I spent the year sketching Fair Goers who Earth’s World had captured at Fairs and Festivals. (See #earthsworld, @earthsworld on Instagram and Flicker; Earth permits artists to use the photos as sketching reference with attribution!) 

Even in May I kept thinking I’d better practice just in case.

No Fair for me this year, but I think practice is always good.

I hope you’re finding some way to keep your drawing practice going daily.

I’m going to have to get one of those hat mannequins and put a ball cap on it so I can practice that next! Hats in space. The tilt of the brim.

  1. Reply

    Are you sketching any of the Queen’s hoopla? I could see you doing that!

    1. Reply

      Faith, I have an ambivalence about Queen Elizabeth. Having been her subject for 5.5 years I have a sort of knee-jerk reaction to at least nod in tribute, but I’ve been a US citizen my entire life and so I have the anti-royalty attitudes of the Founders. I am very sorry for the sadness and loss that everyone in her family is feeling. I’m impressed by the long life of leadership she inhabited, but I really don’t think I can weigh in with images made from afar. It’s something that really needs boots on the ground, to draw in person. And as for distant/remote tributes so many, even US artists, are posting now—well, I’m just confused as to why people are sketching her from photos instead of, say, Jean-Luc Godard who died yesterday? Tuesday? He has certainly had more impact on my life than Queen Elizabeth I would think.

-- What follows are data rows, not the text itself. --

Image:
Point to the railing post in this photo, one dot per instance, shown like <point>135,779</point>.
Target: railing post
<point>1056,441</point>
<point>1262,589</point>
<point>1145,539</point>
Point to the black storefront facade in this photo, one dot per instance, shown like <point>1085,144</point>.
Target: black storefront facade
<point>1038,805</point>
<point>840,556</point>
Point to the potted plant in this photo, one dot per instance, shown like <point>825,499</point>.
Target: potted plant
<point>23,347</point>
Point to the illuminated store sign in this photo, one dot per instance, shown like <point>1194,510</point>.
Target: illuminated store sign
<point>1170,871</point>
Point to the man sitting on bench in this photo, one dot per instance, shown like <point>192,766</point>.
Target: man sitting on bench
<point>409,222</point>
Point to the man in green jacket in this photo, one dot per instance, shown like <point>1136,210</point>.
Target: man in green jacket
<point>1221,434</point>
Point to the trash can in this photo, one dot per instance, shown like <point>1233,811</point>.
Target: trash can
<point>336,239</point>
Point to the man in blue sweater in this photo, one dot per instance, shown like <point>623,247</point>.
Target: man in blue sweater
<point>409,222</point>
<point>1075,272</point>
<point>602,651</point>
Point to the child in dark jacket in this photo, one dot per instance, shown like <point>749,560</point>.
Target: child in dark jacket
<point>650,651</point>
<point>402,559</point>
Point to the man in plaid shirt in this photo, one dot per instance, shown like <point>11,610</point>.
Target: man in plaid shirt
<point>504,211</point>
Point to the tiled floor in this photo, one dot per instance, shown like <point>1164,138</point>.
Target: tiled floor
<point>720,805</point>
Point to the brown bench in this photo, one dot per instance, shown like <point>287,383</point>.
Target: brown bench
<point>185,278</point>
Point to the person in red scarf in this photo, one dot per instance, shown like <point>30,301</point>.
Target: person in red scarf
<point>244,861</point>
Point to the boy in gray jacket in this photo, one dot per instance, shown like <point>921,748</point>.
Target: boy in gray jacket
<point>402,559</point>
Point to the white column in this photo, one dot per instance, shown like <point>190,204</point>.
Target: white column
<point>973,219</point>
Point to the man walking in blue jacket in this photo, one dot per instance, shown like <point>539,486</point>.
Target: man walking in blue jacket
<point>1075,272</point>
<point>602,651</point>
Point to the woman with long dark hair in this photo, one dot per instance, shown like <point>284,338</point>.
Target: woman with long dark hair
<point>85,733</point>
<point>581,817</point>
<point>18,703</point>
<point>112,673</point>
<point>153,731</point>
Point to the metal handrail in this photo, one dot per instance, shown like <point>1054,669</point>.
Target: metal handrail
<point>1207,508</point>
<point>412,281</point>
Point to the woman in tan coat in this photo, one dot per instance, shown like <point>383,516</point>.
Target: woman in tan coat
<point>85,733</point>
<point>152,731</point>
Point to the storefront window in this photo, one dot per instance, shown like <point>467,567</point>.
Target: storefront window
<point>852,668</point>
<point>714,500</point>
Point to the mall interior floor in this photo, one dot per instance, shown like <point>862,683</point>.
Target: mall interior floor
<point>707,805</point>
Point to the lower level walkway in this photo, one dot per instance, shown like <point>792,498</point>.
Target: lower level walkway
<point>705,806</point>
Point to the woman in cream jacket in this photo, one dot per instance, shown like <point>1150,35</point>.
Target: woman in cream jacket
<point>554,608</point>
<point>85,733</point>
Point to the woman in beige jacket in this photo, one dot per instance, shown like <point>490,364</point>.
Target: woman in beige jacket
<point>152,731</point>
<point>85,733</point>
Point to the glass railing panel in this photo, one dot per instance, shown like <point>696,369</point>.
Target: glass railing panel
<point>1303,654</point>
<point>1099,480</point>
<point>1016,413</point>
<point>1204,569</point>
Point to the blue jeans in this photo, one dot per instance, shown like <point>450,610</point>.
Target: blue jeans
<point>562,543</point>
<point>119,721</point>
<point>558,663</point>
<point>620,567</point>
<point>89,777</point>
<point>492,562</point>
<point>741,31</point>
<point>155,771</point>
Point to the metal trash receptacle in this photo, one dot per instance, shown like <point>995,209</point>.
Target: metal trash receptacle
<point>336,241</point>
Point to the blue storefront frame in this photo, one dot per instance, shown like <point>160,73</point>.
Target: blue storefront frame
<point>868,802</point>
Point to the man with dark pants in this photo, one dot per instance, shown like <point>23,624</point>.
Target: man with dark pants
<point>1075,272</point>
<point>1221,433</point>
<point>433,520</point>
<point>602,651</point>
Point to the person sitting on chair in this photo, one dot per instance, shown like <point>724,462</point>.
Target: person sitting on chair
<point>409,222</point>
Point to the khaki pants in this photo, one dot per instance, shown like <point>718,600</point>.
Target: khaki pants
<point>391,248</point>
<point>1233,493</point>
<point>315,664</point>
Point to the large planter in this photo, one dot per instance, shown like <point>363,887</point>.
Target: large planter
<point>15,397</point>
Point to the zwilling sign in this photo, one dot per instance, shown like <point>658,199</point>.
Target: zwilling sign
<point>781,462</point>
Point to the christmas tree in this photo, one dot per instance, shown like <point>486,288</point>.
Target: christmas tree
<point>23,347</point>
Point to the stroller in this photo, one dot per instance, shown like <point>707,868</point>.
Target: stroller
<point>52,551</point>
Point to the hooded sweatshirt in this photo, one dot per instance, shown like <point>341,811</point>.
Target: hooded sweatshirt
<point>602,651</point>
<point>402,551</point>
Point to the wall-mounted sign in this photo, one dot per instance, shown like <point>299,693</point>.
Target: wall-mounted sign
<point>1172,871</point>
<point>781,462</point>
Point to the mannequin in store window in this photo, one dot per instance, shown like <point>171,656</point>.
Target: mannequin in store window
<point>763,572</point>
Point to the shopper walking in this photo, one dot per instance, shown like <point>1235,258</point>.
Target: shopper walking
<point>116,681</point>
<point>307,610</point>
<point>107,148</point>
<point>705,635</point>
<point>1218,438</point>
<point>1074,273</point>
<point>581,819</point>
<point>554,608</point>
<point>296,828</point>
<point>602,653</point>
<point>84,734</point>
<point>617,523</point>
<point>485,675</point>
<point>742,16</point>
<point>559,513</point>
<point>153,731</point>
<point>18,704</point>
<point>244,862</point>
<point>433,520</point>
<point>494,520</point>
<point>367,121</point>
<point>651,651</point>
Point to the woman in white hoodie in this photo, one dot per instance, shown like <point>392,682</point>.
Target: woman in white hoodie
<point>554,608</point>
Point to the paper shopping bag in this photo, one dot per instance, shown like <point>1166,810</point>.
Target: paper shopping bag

      Anyway, as I started to say, I’m deeply ambivalent, except in the sincere expression of condolence to all of QEII’s and JLD’s family and friends for the loss of their loved one.

    • Jeanne
    • September 15, 2022
    Reply

    I see that you’re using your green-lined journal for the sketch, and I enjoy how you make art on so many surfaces. I’m fascinated with the drawings and paintings of the late artist Dawn Clements, and the “crinkled paper” she glued/stitched together to create the organic storybook painting of her life. Do you know what paper she used? Wouldn’t it have to hold up to ink and watermedia, not smear, bleed or chromatograph?

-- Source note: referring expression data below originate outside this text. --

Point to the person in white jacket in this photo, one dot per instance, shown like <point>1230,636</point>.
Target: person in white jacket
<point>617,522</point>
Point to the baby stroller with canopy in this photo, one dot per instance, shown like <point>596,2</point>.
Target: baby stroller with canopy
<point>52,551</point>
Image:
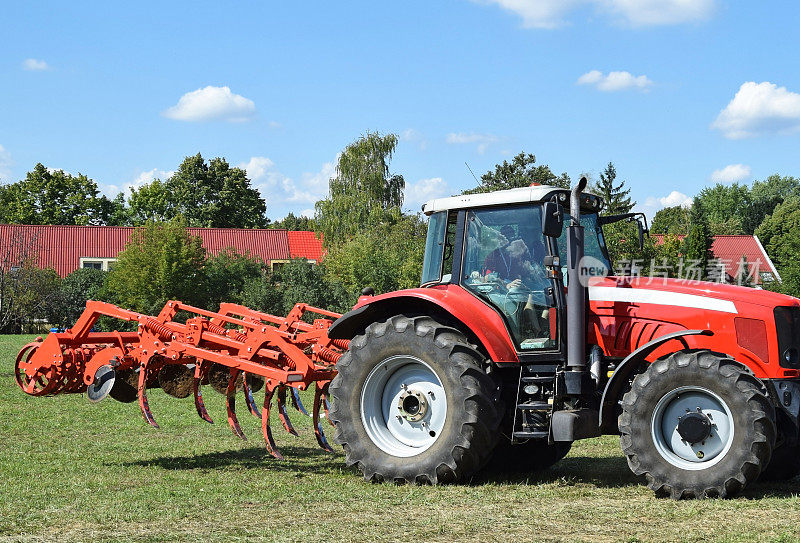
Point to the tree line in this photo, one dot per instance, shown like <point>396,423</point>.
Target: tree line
<point>369,239</point>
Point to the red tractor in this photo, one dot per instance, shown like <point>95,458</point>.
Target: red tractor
<point>699,379</point>
<point>502,351</point>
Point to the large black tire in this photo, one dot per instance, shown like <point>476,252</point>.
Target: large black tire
<point>785,464</point>
<point>750,419</point>
<point>533,455</point>
<point>467,432</point>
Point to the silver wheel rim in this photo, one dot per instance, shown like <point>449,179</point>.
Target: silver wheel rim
<point>399,381</point>
<point>668,442</point>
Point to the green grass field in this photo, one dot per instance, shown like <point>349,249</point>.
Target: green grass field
<point>71,471</point>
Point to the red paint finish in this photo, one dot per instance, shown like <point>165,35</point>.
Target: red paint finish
<point>621,327</point>
<point>62,247</point>
<point>479,317</point>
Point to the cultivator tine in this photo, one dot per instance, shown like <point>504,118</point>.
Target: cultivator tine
<point>326,404</point>
<point>248,397</point>
<point>144,406</point>
<point>318,400</point>
<point>269,442</point>
<point>231,403</point>
<point>198,396</point>
<point>297,403</point>
<point>284,416</point>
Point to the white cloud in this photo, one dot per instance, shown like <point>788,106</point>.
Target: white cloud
<point>418,193</point>
<point>538,13</point>
<point>661,12</point>
<point>758,109</point>
<point>554,13</point>
<point>143,178</point>
<point>672,199</point>
<point>412,136</point>
<point>483,140</point>
<point>5,165</point>
<point>653,203</point>
<point>212,103</point>
<point>34,65</point>
<point>731,173</point>
<point>615,81</point>
<point>284,194</point>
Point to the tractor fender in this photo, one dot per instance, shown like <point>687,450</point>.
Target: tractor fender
<point>451,303</point>
<point>627,367</point>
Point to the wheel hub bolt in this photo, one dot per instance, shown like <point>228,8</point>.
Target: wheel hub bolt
<point>412,405</point>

    Thank you for sharing your observations on paper and sketchbooks. I’m still a fan of the Strathmore Mixed Media 500 series sketchbook that you recommended years ago.

    1. Reply

      Jeanne, thanks for writing. I had never heard of Dawn Clements or her work, so I did a google. Wow, so much fun. I will have to do more digging and see what writings she has left. I so enjoy putting my “piecemeal” paintings together bit by bit as I work but I’m always just trying to get more of the model in the space, she’s getting a whole panorama of a setting.It’s very exciting. The little bit of quotation I found in an article on her said she started drawing from movies (something else she did, but I haven’t found photos of those yet) when she was studying film and they only got to see a film two times. Other fun comments too. I will definitely have to look more into her work.

      On the images I could find there is no comment about the paper type. In one the paper seems very lightweight, in another it seems a little more hefty but definitely not watercolor paper. Another, seems hefty, but still pliable, and very creased. I believe it’s probably some sort of drawing paper. There are so many types available in large sheets that she could have used, and which, with care would take the “gouache, ballpoint pen, and graphite” listed.

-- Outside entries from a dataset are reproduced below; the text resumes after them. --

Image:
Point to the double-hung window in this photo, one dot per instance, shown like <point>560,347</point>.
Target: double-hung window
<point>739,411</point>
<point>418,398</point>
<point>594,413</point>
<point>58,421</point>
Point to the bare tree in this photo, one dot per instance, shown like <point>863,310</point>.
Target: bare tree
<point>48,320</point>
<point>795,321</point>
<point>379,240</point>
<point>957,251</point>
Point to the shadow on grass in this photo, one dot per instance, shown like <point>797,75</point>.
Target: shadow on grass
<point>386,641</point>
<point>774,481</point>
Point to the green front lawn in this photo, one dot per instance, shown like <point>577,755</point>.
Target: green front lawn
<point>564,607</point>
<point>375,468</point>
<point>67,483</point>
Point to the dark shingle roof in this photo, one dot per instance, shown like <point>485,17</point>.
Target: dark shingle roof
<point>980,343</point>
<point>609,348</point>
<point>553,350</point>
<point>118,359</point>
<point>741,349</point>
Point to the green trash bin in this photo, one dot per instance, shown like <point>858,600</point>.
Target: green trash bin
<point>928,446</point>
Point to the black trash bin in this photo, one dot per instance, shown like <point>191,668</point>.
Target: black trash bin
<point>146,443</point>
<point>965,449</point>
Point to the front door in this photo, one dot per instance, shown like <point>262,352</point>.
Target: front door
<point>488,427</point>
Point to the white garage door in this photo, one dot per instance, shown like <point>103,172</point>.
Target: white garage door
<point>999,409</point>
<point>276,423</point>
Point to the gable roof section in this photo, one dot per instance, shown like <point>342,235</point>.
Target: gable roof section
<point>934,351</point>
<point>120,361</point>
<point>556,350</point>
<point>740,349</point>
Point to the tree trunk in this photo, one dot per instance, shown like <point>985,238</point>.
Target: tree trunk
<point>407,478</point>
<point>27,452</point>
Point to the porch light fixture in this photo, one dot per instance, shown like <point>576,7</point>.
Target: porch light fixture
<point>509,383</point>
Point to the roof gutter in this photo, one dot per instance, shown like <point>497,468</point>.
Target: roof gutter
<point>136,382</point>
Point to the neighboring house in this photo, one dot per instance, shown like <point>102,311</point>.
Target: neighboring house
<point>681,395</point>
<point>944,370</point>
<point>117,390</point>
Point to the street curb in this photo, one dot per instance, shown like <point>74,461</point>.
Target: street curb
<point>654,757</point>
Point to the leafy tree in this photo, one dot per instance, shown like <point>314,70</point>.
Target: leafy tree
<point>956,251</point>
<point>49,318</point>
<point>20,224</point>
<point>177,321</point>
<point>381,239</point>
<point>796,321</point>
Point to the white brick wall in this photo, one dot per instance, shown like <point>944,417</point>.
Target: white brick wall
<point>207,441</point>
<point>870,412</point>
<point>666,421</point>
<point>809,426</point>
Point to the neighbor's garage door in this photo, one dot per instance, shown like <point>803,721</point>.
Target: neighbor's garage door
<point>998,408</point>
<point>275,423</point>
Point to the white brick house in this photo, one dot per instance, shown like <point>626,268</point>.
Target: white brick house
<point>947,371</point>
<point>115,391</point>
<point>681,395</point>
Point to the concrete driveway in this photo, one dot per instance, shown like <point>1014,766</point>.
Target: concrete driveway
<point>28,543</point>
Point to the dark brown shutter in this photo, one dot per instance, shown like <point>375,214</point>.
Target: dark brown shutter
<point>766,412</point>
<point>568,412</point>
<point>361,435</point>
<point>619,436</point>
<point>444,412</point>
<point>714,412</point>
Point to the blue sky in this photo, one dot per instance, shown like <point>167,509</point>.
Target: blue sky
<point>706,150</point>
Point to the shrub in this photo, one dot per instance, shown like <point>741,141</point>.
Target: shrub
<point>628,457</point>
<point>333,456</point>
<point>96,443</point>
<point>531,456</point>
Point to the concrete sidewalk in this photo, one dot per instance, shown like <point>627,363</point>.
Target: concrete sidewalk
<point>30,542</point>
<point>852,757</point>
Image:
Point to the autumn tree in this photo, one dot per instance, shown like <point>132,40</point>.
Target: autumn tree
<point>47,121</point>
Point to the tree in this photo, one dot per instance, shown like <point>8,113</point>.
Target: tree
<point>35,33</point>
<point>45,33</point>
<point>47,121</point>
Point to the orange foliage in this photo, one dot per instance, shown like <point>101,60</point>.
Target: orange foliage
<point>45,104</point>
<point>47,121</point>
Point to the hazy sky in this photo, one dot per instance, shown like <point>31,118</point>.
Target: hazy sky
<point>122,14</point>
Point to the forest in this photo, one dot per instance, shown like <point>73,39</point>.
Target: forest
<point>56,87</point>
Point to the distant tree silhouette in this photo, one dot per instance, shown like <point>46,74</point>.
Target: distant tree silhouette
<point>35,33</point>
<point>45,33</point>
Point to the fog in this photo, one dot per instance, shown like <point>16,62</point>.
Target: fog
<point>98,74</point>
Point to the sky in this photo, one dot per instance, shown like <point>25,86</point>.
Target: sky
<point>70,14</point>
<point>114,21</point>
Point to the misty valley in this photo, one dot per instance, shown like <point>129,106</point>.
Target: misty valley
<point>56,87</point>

      There are available drawing papers, printmaking papers, and some regular printing papers used in commercial printing that would have all stood up to her work on them. Since I’ve never seen any of her work until today, and none of it in person, I really couldn’t begin to guess what paper she was using. If you are near a gallery that has her work you might, in person, be able to read watermarks, or recognize paper if you happen to use similar.

      I did find one brief write up that referred to her cutting paper from a roll and that would make sense to me looking at the pieces online. That brings us back to a ton of available papers in rolls, which would stand up to this type of work.

      Thank you for bringing her work to my attention. She has a wonderful talent for capturing detail. I found a couple that filled the corners of rooms, i.e., floor to ceiling on both sides of the corner.

      Sad to hear she has passed away.